Remember, I only awoke at the end of 2007, less than a year ago. Progress has been incredible. If you have yet to awaken (then I don't know how you could have read this post to this point), know that it can happen at any time. Any and all preparation is worth your time. I can only imagine what it would have been like to wake up and already know what the heck it was that was happening to me. But we all have our different paths and I truly mean this that all paths are equal. If you have just awakened and are just now trying to figure things out, know that you are just a few months behind me. If you stick with it, you'll be here in no time.
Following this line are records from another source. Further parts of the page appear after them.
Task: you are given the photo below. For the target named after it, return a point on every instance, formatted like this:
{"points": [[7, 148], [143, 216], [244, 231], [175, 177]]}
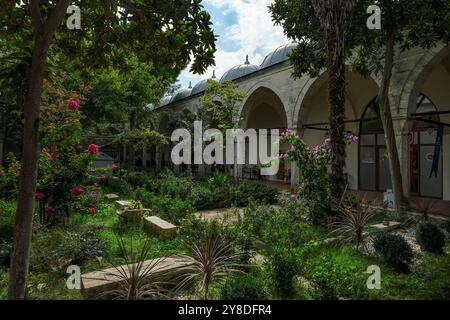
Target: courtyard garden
{"points": [[96, 204], [273, 249]]}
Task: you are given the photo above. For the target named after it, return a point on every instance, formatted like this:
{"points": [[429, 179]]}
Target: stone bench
{"points": [[158, 226], [111, 196], [97, 284], [133, 216], [122, 204]]}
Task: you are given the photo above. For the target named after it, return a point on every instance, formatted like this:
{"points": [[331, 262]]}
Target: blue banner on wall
{"points": [[437, 151]]}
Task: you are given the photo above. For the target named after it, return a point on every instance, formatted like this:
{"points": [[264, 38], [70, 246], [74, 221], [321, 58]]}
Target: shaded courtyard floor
{"points": [[418, 204]]}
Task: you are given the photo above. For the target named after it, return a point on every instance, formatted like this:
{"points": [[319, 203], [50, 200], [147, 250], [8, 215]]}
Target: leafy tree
{"points": [[220, 104], [320, 26], [158, 32], [119, 107]]}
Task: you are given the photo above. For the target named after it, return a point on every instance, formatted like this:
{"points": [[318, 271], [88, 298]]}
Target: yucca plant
{"points": [[352, 225], [211, 259], [138, 279]]}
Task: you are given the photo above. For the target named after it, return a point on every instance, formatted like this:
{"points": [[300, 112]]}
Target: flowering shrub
{"points": [[64, 165], [9, 176], [312, 162]]}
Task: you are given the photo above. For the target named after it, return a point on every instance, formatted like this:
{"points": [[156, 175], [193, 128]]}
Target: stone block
{"points": [[122, 204], [111, 196], [157, 226]]}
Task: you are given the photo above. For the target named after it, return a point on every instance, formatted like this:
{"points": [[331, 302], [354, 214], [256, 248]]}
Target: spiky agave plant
{"points": [[211, 259], [139, 278], [352, 226]]}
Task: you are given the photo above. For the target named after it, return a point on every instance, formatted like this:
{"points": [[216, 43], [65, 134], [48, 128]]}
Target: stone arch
{"points": [[417, 76], [312, 108], [254, 96], [271, 110]]}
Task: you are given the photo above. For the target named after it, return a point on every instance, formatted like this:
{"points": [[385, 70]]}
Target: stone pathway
{"points": [[225, 215], [96, 283]]}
I hope that future posts in this blog will enable you to make your leaps and bounds even more quickly than I. It is my path and the path of my teachers and companions to bring this material to help you along your path. Perhaps you can contribute to my path an the path of others by contributing to the insights and conversations herel. How fortunate we are to have crossed paths.

Namaste.

2 comments:

Anonymous said...

Sean,

Thanks for sharing your personal story.

It is a witness of diminishing ego when one can talk about personal decisions that unconcious people would judge as being negative. Witnessing your self and feelings as you write must have been a neat experience in and of itself.

I look forward to sharing our stories and experiences along the path of enlightenment with you and the group.

Namaste,

Kenna

Anonymous said...

Sean - you are a treasure to Vegas and the whole beautiful world. WHAT an awesome story, I'm so glad you laid it all out. Feels pretty cosmic to get a sense of the bigger You. I really feel so blessed to have crossed your path.